Low prices (especially used), solid and reliable basic engineering, and some maddening flaws (wiring, mostly) add up to a bike that you can and must make your own. And you need to put in more than money; it's about sweat equity as well. You put in time, you overcome frustration, and in the process you develop a bond.

You see the opposite with, for example, high-priced BMWs. There are plenty of folks who watch "Long Way Round", buy a BMW, slather it with the Touratech catalog, then scare themselves silly the first time they head down a gravel road. A few months or years later, the low-mileage bike appears in the flea market on ADVrider, or becomes a trade-in. All they did was put in money; there's no attachment.

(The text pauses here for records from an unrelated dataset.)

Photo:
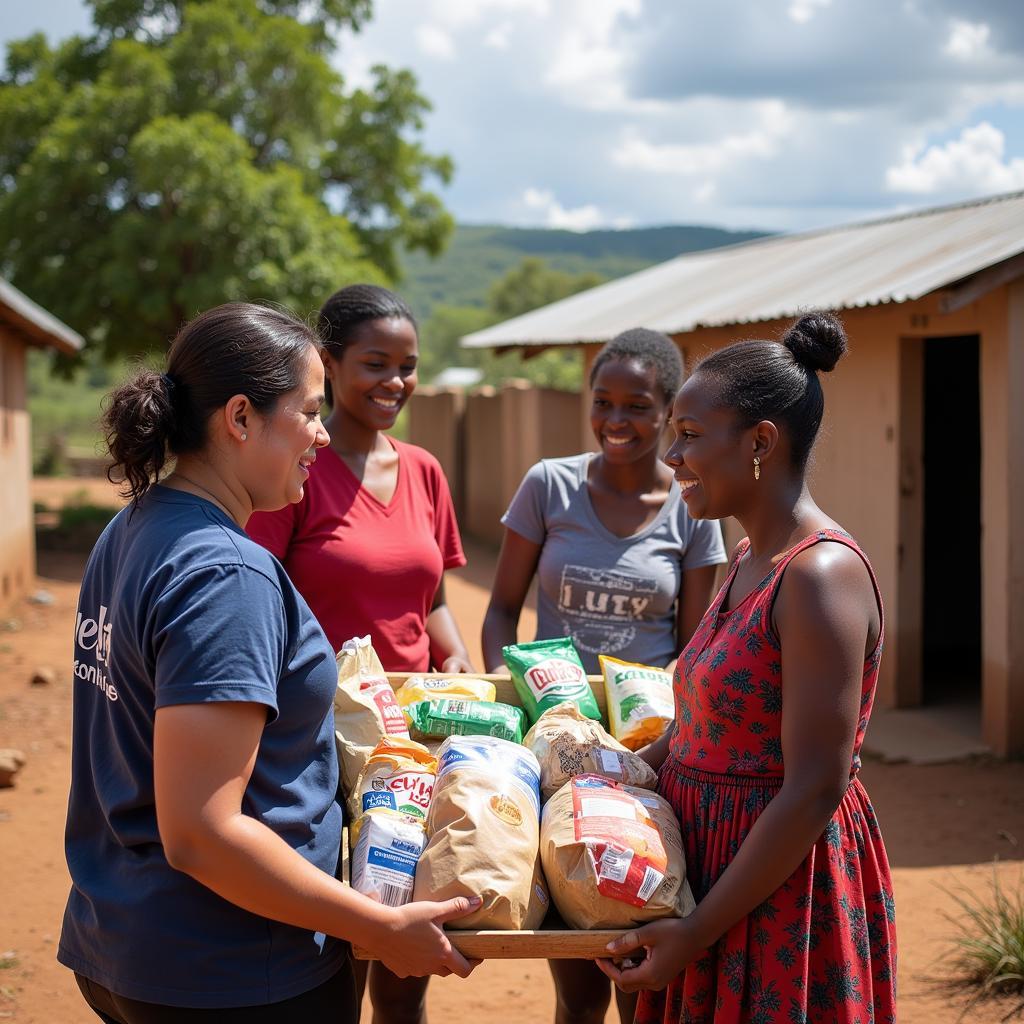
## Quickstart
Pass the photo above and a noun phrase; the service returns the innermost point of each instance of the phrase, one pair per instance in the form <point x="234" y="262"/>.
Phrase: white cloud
<point x="802" y="11"/>
<point x="762" y="142"/>
<point x="462" y="13"/>
<point x="499" y="37"/>
<point x="435" y="42"/>
<point x="968" y="40"/>
<point x="974" y="163"/>
<point x="581" y="218"/>
<point x="587" y="67"/>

With vintage bikes, you see this as well. With a few exceptions, there's simply no such thing as "flipping" a vintage motorcycle for profit. You're going to spend a lot more than it's "worth" to get it safe and reliable. Over on the vintage Suzuki forum, we have to break this reality to newbies all the time. Starting with a running bike and the standard assortment of neglect, you're in for $800-$1,200 or so plus a large whack of time and likely frustration to bring it up to snuff mechanically (never mind cosmetics). There aren't any shortcuts, but the path is well-understood and well-documented.

At the end, you get more than just a neat old bike; you get a real sense of accomplishment and you learn a lot.

Financially, it makes no sense. For that matter, motorcycles don't make any sense in the first place, financially or otherwise. We ride simply because we love it, and no other reasons are required. And making a motorcycle your own can be an important part of that enjoyment.